Objectives: To study the kinetics of the interactions between soluble (s) CD4 and HIV-1-Env-expressing cells in relation to subsequent events leading to cell fusion and inhibition of syncytia formation.
Design: Vaccinia-HIV-1 (Env)-infected CD4- T-cells were used to study the kinetics of sCD4-gp120/41 interactions and syncytia formation (with CD4+ T-cells) under identical conditions.
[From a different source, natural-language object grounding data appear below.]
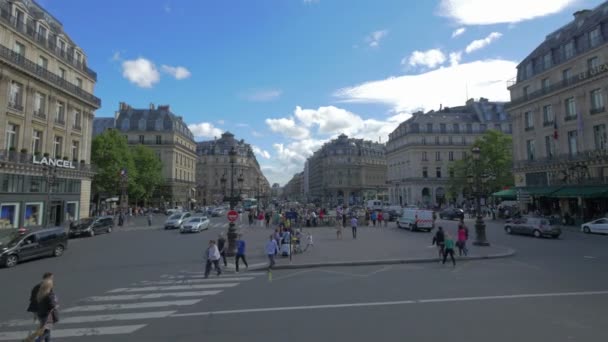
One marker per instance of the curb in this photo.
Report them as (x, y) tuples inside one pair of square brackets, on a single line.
[(509, 253)]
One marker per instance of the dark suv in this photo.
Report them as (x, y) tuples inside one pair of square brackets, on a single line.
[(91, 226), (19, 245)]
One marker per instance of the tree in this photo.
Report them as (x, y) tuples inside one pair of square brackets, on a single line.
[(149, 172), (495, 163)]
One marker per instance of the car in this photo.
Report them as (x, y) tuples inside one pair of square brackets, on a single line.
[(536, 226), (596, 226), (20, 245), (195, 225), (451, 213), (91, 226), (175, 221)]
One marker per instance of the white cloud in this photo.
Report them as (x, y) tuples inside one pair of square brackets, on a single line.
[(263, 95), (486, 12), (445, 86), (374, 38), (287, 127), (141, 72), (430, 58), (481, 43), (178, 72), (260, 152), (205, 130), (457, 32)]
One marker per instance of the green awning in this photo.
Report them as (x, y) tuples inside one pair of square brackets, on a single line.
[(508, 193), (582, 191)]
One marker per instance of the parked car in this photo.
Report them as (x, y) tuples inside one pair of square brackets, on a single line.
[(195, 225), (536, 226), (175, 221), (451, 213), (20, 245), (91, 226), (596, 226)]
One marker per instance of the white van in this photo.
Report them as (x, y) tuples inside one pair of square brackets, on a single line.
[(416, 219)]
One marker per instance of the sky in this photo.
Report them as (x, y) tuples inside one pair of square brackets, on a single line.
[(289, 75)]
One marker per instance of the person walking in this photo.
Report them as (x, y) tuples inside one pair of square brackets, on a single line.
[(213, 259), (353, 224), (439, 241), (449, 249), (271, 250), (240, 252)]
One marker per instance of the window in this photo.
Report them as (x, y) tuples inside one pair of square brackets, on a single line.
[(75, 149), (39, 103), (550, 146), (15, 95), (569, 49), (548, 114), (20, 49), (37, 141), (43, 62), (12, 135), (597, 101), (570, 105), (599, 136), (58, 144), (572, 142), (530, 148), (595, 37)]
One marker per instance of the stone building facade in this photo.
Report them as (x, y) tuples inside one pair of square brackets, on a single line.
[(421, 149), (47, 101), (558, 106), (215, 173), (347, 171), (169, 137)]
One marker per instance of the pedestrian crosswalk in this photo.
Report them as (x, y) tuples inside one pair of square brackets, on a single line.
[(136, 306)]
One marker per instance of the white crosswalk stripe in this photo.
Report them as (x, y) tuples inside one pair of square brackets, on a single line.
[(141, 303)]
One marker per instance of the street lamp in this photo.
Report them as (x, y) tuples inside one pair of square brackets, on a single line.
[(480, 227), (51, 178)]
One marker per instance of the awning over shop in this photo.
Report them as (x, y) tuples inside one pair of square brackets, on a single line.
[(582, 191), (506, 194)]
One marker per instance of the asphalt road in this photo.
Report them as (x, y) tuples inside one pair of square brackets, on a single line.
[(145, 285)]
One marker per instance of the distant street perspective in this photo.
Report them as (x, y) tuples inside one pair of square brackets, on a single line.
[(303, 170)]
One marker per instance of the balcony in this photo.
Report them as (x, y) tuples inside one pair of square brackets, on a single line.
[(32, 68), (30, 31)]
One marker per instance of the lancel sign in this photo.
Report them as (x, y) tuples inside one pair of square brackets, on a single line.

Methods: sCD4 association and dissociation rates for HIV-1-Env-expressing cells, and quantification of sCD4-induced gp120 shedding was determined by a quantitative flow cytometry assay. Syncytia inhibition was measured in the continuous presence of sCD4, or after washing of HIV-1-Env-expressing cells following pre-incubation with sCD4.
Results: The kinetics of syncytia inhibition correlated with sCD4 binding when sCD4 was maintained during the culture. When Env-expressing cells, which had been pre-incubated with sCD4, were washed to remove unbound sCD4, no syncytia formation inhibition was observed, even following sCD4-induced shedding of greater than 50% of surface gp120 molecules.
Conclusions: The lack of syncytia inhibition seen after removal of unbound sCD4, even after pre-incubation of cells under saturation and gp120 shedding conditions, indicated that sufficient numbers of fusogenic molecules remained on the sCD4-treated cells. In addition, fast dissociation of pre-bound sCD4 occurred in culture. These results are important for understanding HIV-1-Env-mediated cell fusion and AIDS therapy.